But. In the case of a beginner, it takes a lot of time to place the guide wire just before the lesion 111. During this time, the doctor and the patient are continuously exposed to X-ray. To solve such a problem, a guide wire insertion device as in the present invention is required.

2 is a block diagram for explaining a guide wire insertion apparatus according to the present invention.

The guide wire insertion device 200 includes an angiographic imaging unit 210, an X-ray imaging unit 220, a communication unit 230, a memory 240, a guide wire recognition unit 250, a haptic unit 260, A driving unit 270, a control unit 280, and the like.

Referring to FIG. 2, FIG. 2 is a block diagram illustrating a guide wire insertion apparatus 200 according to the present invention.

The components shown in FIG. 2 are not essential for implementing the guide wire insertion device 200, and thus the guide wire insertion device 200 described herein may have more or fewer components than the components listed above Elements. For example, the angiographic image capturing unit 210 and the X-ray capturing unit 220 may be external devices, and may include an external angiographic imaging device, an X-ray imaging device, And can transmit and receive information through communication with the mobile terminal 230.

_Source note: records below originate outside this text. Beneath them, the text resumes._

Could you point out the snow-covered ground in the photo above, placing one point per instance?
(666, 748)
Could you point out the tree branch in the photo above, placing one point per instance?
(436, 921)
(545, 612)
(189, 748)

However, the angiographic imaging unit 210 and the X-ray imaging unit 220 may be composed of a single imaging unit.

The angiographic image capturing unit 210 may be an apparatus for capturing a blood vessel including a contrast agent. The angiographic examination result can be confirmed immediately by the display device by the digital angiographic examination. Information on the size, running direction, blood flow velocity, etc. of the blood vessel can be obtained. However, the image captured by the angiographic imaging unit 210 may not include information on the guide wire.

3A and 3B are views for explaining a conventional method of inserting a guide wire.

Referring to FIG. 3A, FIG. 3A is an image 310 of a blood vessel taken by the angiographic imaging unit 210. The image 310 of the blood vessel taken by the angiographic imaging unit 210 can display the blood vessel 311 through which the blood containing the contrast agent passes. However, in general, an image taken by the angiographic imaging unit 210 hardly includes an image of a guide wire.

Referring back to FIG.

The X-ray photographing unit 220 can photograph the guide wire in the blood vessel in real time. The X-ray photographing unit 220 can photograph the guide wire in the blood vessel using X-ray. The image taken by the X-ray photographing unit 220 may not include information on blood vessels.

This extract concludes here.